The Message of the Christ is not that we should go into battle over doctrine or dogma. Our “armour” and weapons aren’t designed to wage war. They’re designed to empower us to “seek justice and resist evil.”
When this is our focus, we can see the influence of the Spirit in others, regardless of their “religion”, even if they claim none at all. We can join with others in projects large and small that express our compassion for each other and the world. And we can support and encourage each other in our personal journeys.
In his analysis for this week, John Shearman talks about the tension between “being Christian” and “becoming Christian.” We are one with Christ but we’re by no means perfect examples of what that means.
In Ephesians, the writer notes that our struggle isn’t against “flesh and blood” but against “spiritual wickedness.” Once upon a time we may have thought of that as if there were actual demons and devils lurking in the shadows.
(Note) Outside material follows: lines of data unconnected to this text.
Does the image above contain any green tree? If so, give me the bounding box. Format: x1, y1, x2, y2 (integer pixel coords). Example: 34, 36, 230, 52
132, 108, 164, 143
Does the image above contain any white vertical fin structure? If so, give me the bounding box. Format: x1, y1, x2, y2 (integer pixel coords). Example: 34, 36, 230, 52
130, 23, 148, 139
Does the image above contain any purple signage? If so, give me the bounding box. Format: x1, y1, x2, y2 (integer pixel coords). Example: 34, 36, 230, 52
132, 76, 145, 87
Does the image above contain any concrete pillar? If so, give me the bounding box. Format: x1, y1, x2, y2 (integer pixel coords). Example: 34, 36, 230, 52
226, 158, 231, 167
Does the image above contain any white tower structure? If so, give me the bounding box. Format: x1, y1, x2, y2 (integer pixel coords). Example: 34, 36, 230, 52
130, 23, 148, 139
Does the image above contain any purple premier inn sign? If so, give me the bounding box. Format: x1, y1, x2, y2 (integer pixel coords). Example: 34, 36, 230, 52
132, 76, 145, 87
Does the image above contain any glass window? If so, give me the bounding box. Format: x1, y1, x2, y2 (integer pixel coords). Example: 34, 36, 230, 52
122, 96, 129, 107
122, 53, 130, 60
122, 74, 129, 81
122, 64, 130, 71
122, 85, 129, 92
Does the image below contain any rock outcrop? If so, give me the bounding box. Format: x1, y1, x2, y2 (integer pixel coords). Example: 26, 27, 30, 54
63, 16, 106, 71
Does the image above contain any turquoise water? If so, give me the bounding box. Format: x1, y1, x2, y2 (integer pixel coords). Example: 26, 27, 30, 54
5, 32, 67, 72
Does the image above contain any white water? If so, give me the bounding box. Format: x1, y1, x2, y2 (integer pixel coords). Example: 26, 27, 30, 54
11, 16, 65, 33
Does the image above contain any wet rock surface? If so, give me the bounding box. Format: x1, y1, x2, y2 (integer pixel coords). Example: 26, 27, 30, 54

Now we know that our true temptations are those that lie within ourselves, leading us to put our own wants ever more ahead of the needs of others.
The “triumph” of the “Christian soldier” is not achieved when everyone follows the same set of rules. It will be achieved when each and every person has food, shelter, a means to earn a living, and is treated with dignity and respect in a world founded on the agapé relationship embodied in Jesus the Christ.
As I learned to pray a long time ago, may we all do our part to ensure that time comes soon.